Expression of chemotaxis receptors was examined as described previously (57). Fresh or activated CD4+ T cells (activated by phytohemagglutinin at 1 μg/ml for 10–14 hours or immobilized anti-CD3 and anti-CD28 for 5–10 hours) were stained with antibodies to CCR2 (R&D Systems Inc.; clone 48607.121), CCR4 (BD Biosciences — Pharmingen; clone 1G1), CCR5 (R&D Systems Inc.; clone 45531.111), CCR6 (R&D Systems Inc.; clone 53103.111), CCR7 (BD Biosciences — Pharmingen; clone 2H4), CCR9 (Millennium Pharmaceuticals Inc.; clone 3C3), CXCR3 (R&D Systems Inc.; clone 49801.111), CXCR4 (R&D Systems Inc.; clone 44717.111), CXCR5 (R&D Systems Inc.; clone 51505.111), and CXCR6 (R&D Systems Inc.; clone 56811.111) for 20 minutes on ice. Mouse IgG2b (Caltag Laboratories) was used for a negative control. Cells were further stained with biotinylated goat anti-mouse IgG (heavy and light) antibody (Vector Laboratories Inc.) for 20 minutes, followed by final staining with peridinin chlorophyll protein–streptavidin and antibodies to CD4 (Caltag Laboratories; clone S3.5, labeled with APC), CD25 (BD Biosciences — Pharmingen; clone M-A251, labeled with PE), and CD69 (BD Biosciences — Pharmingen; clone FN50, labeled with FITC) in 10% mouse serum. Stained cells were acquired with a FACSCalibur, and the data were analyzed with CellQuest (BD Biosciences). For the Tregs activated with anti-CD3 and anti-CD28, surface CXCR5 was detected with anti-CXCR5–biotin (R&D Systems Inc.) and peridinin chlorophyll protein–streptavidin. CCR7 was detected by PE-conjugated anti-CCR7 (BD Biosciences — Pharmingen).
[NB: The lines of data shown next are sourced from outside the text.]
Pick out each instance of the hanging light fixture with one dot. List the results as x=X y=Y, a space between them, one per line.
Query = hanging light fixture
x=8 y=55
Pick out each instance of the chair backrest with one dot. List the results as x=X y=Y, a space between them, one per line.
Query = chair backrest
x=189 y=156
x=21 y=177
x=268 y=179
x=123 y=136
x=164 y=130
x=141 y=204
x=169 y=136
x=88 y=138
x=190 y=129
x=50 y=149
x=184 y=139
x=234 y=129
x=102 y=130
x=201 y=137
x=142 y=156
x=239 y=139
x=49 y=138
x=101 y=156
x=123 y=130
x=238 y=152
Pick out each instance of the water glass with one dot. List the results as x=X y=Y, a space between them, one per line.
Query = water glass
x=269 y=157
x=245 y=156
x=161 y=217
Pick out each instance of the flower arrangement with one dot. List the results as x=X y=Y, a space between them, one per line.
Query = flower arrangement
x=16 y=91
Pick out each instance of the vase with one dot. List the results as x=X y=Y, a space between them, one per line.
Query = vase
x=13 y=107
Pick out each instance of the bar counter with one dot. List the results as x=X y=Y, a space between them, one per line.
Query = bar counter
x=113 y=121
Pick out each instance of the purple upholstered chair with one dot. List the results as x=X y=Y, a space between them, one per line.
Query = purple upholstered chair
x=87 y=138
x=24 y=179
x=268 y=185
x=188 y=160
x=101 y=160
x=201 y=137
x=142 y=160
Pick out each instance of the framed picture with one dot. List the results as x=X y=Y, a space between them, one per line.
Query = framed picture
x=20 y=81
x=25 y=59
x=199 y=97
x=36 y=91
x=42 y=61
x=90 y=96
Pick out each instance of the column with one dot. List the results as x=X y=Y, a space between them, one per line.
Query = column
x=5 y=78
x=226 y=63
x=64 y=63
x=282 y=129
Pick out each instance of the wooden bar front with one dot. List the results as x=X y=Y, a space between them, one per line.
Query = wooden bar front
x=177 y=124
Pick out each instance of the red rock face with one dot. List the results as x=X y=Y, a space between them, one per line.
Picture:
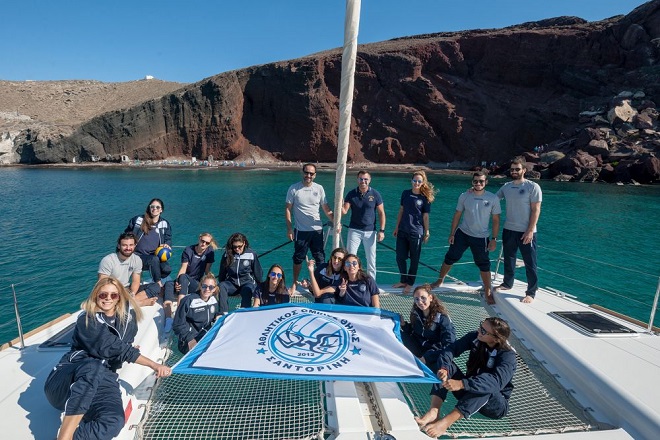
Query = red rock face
x=470 y=96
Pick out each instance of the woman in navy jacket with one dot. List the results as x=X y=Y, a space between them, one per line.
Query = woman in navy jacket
x=240 y=271
x=486 y=385
x=196 y=314
x=430 y=328
x=84 y=384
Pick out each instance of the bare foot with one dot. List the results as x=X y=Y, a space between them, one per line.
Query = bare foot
x=490 y=298
x=430 y=416
x=436 y=429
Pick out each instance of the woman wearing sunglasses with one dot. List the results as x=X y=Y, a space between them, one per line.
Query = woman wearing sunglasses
x=430 y=328
x=412 y=228
x=486 y=385
x=357 y=288
x=84 y=384
x=273 y=290
x=196 y=314
x=324 y=281
x=240 y=271
x=196 y=261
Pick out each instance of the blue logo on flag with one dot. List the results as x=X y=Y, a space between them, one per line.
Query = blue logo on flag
x=309 y=339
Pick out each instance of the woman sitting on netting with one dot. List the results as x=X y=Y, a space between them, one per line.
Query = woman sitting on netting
x=485 y=387
x=323 y=282
x=273 y=290
x=430 y=329
x=357 y=288
x=196 y=314
x=240 y=272
x=84 y=383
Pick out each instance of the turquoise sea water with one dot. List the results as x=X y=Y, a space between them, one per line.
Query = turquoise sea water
x=57 y=224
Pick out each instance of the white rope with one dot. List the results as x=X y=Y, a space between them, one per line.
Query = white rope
x=594 y=287
x=600 y=262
Student’s paired t test was used to determine the significance of the differences between 2 sets of related data. P values less than or equal to 0.05 were considered to be significant.
This study was supported by grants from the Leukemia and Lymphoma Society, the American Cancer Society (IRG-58-006-44), the Leukemia Research Foundation, the US Department of Agriculture (IND73077AH), and the Eli and Edythe L. Broad Foundation (to C.H. Kim). We thank J. Kim for his excellent technical assistance, J. Xie and M. Chester (Department of Statistics, Purdue University) for their advice on statistical analysis, and H. Crocker for her help in preparation of this manuscript.
Nonstandard abbreviations used: AID, activation-induced cytosine deaminase; CTLA-4, CTL-associated antigen 4; GC-Th cell, GC T cell; GITR, glucocorticoid-induced TNF receptor; IFA, interfollicular area.
Conflict of interest: The authors have declared that no conflict of interest exists.